Living Football: African School Champions Cup special edition

  • The latest episode of Living Football comes from Stade des Martyrs in Kinshasa

  • Focus on the first edition of the African School Champions Cup

  • Participants, organisers and FIFA Legends stress the importance of this competition for the development of football for all

The latest episode of FIFA’s Living Football magazine turns the spotlight on the inaugural edition of the African School Champions Cup held in Kinshasa, DR Congo.

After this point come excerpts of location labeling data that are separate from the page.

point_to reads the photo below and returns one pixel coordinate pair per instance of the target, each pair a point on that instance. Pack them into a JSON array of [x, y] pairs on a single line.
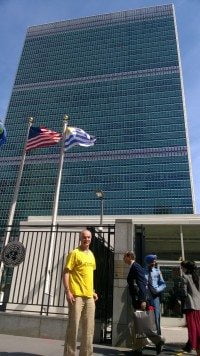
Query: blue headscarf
[[150, 258]]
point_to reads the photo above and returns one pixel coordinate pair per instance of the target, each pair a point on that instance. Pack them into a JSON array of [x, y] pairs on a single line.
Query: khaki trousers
[[83, 309]]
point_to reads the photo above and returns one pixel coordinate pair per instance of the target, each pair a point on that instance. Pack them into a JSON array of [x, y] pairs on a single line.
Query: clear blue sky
[[17, 15]]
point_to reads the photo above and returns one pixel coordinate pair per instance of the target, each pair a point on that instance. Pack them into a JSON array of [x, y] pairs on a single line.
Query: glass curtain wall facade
[[118, 77]]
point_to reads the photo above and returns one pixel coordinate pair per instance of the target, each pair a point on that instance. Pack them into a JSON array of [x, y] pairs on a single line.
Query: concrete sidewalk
[[26, 346]]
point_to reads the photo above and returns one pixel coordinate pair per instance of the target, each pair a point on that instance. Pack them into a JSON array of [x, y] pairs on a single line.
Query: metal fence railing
[[22, 288]]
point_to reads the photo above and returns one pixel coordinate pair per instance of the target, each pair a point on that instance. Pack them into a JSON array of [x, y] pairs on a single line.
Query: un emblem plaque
[[13, 254]]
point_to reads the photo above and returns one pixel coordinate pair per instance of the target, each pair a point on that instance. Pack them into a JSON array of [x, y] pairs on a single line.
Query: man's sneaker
[[159, 347]]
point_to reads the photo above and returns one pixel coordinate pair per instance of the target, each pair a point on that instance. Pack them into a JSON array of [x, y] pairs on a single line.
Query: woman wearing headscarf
[[190, 290], [156, 285]]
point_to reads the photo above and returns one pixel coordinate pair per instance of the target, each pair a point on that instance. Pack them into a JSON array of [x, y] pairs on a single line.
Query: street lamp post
[[100, 196]]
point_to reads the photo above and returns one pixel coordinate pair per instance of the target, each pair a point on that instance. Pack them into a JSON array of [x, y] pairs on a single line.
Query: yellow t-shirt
[[81, 266]]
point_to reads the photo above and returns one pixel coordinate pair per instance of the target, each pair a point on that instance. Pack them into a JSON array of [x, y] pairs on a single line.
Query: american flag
[[41, 137]]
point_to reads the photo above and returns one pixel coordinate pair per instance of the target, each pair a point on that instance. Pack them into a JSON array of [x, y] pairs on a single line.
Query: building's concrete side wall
[[121, 303]]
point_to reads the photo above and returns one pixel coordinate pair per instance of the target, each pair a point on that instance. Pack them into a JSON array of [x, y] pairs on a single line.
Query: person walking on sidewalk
[[156, 285], [138, 290], [78, 284], [190, 291]]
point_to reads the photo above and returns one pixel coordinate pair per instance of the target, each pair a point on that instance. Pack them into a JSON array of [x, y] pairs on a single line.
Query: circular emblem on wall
[[13, 254]]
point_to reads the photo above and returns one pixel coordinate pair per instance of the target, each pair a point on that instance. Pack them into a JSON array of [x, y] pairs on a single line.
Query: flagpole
[[16, 192], [55, 210]]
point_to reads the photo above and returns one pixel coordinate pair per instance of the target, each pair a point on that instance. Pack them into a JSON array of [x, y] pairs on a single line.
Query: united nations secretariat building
[[118, 76]]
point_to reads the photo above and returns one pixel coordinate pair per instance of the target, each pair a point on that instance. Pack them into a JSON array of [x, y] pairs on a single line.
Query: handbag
[[144, 324]]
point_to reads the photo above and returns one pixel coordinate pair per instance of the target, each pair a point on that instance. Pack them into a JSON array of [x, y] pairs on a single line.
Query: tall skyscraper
[[118, 77]]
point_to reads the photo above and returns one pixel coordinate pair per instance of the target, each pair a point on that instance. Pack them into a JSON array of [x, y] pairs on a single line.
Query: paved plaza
[[26, 346]]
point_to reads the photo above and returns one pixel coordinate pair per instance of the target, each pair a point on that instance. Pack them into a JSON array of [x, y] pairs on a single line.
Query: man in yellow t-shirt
[[78, 284]]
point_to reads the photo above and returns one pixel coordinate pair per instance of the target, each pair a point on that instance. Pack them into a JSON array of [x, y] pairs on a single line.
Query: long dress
[[191, 308]]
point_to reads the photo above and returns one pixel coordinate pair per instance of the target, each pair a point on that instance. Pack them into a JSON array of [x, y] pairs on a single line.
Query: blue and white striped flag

Among those in attendance at the event was former Cameroon international and FIFA Legend Geremi Njitap. An undisputed icon of the Indomitable Lions, he noted the importance of this tournament for the budding players taking part. "I had the good fortune to play top-level football, but there’s always a starting point. For young people their age, this kind of event provides unforgettable moments," he says, speaking from personal experience. "Football is cultivated from a young age, from childhood. At that age, you’re not yet predisposed to becoming a professional footballer – you just play to have fun. But as you progress more and more, the idea crystallises."

Khalilou Fadiga and Shabani Nonda, two other former stars of African football, also attended the festivities and were just as convinced about the importance of this first taste of international football for the schoolchildren.

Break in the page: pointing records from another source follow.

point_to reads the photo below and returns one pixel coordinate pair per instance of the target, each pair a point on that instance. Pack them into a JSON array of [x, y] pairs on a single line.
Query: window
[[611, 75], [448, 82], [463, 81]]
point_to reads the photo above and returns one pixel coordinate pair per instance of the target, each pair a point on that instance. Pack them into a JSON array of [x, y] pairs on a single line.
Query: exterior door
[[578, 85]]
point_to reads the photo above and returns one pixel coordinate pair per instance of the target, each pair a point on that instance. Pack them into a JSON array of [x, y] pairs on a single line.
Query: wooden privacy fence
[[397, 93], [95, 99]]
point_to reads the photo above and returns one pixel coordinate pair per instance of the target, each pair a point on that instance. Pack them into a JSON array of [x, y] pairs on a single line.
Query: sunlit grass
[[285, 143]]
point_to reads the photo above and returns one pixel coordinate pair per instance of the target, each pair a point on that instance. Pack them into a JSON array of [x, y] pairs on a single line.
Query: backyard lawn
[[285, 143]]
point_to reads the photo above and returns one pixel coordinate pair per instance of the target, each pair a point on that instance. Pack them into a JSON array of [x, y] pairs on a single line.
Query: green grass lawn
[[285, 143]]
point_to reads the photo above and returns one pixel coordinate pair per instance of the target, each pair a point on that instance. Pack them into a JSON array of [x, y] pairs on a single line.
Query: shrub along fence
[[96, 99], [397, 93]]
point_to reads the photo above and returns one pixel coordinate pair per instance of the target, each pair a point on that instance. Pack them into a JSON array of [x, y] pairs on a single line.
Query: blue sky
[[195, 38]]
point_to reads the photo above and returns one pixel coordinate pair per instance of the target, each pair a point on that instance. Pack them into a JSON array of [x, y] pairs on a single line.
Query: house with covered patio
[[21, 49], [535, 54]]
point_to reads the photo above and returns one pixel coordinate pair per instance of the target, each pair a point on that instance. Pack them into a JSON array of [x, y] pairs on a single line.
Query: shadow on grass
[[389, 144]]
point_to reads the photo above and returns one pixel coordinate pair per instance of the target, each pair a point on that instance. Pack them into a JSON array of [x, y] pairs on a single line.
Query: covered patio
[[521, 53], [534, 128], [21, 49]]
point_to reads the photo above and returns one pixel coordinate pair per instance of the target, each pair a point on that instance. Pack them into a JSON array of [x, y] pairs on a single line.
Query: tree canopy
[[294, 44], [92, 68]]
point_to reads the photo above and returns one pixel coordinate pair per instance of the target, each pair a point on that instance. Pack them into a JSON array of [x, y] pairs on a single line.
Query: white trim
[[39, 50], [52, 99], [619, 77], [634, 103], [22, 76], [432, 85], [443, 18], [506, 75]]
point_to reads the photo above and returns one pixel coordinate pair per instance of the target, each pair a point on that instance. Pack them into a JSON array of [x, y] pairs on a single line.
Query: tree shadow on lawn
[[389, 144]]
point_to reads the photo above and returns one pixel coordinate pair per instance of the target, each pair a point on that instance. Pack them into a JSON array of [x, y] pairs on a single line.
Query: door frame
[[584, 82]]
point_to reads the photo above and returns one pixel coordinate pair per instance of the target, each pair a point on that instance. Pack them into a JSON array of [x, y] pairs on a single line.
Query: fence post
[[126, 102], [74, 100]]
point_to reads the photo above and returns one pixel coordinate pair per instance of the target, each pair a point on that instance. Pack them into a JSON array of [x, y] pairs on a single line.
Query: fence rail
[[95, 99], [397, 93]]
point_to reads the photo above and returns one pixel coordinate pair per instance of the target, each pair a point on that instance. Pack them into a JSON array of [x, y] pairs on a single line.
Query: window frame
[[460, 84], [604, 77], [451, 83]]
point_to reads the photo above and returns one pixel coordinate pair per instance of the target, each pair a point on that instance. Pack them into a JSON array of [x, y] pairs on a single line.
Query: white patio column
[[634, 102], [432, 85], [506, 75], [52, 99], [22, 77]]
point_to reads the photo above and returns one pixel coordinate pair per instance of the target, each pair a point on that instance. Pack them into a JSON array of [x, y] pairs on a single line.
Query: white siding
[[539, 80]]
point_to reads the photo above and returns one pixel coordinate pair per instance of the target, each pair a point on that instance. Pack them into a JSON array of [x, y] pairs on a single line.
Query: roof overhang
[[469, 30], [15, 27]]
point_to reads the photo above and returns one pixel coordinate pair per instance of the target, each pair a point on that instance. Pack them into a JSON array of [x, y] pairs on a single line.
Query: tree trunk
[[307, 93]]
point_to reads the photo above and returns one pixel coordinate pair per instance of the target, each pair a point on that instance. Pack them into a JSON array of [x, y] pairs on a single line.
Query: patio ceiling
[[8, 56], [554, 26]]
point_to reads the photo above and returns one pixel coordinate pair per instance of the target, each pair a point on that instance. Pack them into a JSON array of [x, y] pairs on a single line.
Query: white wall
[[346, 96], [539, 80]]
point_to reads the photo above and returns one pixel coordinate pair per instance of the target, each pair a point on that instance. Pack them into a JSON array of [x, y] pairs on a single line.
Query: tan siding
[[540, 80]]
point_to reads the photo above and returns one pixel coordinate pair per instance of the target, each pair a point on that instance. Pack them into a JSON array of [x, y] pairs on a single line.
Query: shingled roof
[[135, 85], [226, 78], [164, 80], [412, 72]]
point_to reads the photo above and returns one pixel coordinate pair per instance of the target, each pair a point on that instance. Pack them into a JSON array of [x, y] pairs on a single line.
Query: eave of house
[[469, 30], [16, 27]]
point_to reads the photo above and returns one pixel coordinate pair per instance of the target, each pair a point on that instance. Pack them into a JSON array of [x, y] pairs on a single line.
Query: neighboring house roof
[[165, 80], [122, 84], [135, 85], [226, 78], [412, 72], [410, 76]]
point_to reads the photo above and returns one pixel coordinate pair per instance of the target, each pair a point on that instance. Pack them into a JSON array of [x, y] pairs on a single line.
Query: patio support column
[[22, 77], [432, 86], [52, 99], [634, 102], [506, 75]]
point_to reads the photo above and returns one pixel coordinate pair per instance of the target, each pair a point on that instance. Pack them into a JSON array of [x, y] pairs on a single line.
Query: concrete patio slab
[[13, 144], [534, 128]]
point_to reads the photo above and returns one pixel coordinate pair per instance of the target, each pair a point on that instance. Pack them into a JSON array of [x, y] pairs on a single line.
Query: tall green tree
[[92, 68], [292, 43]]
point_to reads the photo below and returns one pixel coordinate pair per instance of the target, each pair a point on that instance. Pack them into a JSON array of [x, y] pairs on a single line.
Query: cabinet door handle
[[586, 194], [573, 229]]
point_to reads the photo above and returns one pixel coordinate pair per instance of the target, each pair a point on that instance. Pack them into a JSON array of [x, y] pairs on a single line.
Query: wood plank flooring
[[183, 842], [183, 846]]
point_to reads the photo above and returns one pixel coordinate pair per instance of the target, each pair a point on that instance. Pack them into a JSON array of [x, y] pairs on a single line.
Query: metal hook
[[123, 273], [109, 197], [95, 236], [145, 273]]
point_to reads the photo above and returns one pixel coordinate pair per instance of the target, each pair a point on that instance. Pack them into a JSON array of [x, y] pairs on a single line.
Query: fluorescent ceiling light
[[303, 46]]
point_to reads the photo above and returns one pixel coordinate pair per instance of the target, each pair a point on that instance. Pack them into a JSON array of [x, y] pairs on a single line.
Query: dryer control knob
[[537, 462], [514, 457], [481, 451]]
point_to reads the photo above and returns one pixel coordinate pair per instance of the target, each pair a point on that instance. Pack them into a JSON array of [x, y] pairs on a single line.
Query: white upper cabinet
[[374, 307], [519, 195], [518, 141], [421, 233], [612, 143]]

With her heavy involvement in the development of football in her role as Secretary General of the French Football Federation (FFF), Laura Georges particularly appreciated the impact the project would have on women's football. "During this tournament, the intervention of UN Women made it possible to talk about discrimination to the girls, but also to the boys to ask them to have consideration for their mothers, their sisters and for all women players," said the former France international and current FIFA Legend.

“Competitions like these are always moments where we educate young people; you don't just come hoping to unearth talent. These are opportunities to get a message across – it's very important. My message is also for parents. Often we see young girls who can't play because their parents don't believe in them. They think girls should stay at home. I say: ‘Let your daughters play, let them believe in themselves and dream’.”

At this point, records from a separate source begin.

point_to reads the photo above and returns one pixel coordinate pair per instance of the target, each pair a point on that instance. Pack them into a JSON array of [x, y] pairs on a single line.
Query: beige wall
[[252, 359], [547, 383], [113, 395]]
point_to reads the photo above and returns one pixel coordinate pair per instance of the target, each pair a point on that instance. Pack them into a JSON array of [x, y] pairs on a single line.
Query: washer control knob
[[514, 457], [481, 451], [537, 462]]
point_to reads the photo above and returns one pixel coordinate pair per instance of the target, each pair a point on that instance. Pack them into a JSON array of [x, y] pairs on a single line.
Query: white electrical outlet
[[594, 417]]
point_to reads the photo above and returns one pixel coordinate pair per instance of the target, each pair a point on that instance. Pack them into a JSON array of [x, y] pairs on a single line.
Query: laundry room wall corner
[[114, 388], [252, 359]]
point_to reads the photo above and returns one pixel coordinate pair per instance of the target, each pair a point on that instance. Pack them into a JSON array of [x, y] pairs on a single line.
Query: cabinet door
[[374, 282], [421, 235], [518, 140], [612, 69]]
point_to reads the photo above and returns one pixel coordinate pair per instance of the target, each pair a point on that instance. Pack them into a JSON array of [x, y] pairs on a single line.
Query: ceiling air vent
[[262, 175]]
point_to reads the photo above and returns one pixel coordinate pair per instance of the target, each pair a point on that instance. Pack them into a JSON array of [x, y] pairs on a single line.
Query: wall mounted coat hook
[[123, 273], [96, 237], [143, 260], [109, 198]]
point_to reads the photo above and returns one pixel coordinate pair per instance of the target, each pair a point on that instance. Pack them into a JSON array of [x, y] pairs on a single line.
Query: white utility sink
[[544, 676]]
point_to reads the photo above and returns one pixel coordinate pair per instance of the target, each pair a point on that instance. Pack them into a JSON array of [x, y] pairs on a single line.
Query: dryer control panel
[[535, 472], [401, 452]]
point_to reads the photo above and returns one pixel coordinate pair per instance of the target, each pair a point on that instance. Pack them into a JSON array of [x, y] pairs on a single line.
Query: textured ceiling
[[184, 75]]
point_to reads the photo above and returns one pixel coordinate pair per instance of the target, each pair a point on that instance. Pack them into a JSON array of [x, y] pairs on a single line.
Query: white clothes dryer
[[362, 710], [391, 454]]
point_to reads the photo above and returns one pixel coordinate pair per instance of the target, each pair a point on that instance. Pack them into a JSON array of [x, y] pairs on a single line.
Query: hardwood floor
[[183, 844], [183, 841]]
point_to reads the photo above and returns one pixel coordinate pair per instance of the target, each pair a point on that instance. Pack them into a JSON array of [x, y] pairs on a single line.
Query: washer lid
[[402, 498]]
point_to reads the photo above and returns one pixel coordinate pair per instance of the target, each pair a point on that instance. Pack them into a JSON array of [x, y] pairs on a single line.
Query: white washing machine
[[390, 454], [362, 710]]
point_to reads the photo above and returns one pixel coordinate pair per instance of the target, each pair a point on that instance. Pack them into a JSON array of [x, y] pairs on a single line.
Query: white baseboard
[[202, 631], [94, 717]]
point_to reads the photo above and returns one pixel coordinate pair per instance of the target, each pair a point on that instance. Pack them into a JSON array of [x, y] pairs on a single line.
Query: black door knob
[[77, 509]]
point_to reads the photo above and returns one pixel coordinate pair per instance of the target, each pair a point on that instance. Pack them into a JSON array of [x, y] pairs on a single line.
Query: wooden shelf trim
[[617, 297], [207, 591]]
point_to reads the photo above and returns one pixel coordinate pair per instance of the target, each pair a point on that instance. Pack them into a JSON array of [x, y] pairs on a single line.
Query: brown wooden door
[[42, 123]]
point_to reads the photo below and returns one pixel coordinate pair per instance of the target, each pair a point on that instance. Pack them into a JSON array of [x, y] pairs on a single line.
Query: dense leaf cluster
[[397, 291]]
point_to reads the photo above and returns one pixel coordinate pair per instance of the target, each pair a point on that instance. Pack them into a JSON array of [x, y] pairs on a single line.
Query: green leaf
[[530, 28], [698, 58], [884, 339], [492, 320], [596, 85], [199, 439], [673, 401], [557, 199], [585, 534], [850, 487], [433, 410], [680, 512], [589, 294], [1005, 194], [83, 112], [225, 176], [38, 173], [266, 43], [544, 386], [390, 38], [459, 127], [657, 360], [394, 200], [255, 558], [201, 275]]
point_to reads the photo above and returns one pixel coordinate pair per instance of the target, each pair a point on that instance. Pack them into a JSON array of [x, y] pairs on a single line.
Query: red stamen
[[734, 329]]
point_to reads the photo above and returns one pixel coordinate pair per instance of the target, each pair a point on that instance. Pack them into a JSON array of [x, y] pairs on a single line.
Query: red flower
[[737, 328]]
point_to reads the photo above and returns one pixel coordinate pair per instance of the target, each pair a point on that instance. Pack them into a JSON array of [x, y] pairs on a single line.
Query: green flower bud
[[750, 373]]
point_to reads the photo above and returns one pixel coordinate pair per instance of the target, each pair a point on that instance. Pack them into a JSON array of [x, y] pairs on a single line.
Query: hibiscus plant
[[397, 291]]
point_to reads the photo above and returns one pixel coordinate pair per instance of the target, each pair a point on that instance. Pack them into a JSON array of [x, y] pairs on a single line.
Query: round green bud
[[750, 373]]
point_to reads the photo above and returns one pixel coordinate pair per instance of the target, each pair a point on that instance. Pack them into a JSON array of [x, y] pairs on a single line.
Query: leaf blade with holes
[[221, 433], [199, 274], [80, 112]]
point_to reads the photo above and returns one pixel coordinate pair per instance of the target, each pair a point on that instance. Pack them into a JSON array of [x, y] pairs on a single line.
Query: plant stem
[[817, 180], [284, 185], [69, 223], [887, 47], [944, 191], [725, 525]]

From the perspective of the national associations, Kenny Jean-Marie is ideally placed to talk about the event’s importance in his position as FIFA Chief Member Associations Officer. "For us, it's a key competition. FIFA’s mission is to make football truly global, and we cannot make it global if we don’t give every child from every home the chance to play football. That's where the idea of a school championship was born," he explains.

"In the short, medium and long term, the goal of a competition like this is to develop football everywhere and for everyone. All the stepping stones we lay will contribute to the development of football, be it at grassroots or elite level," he concludes.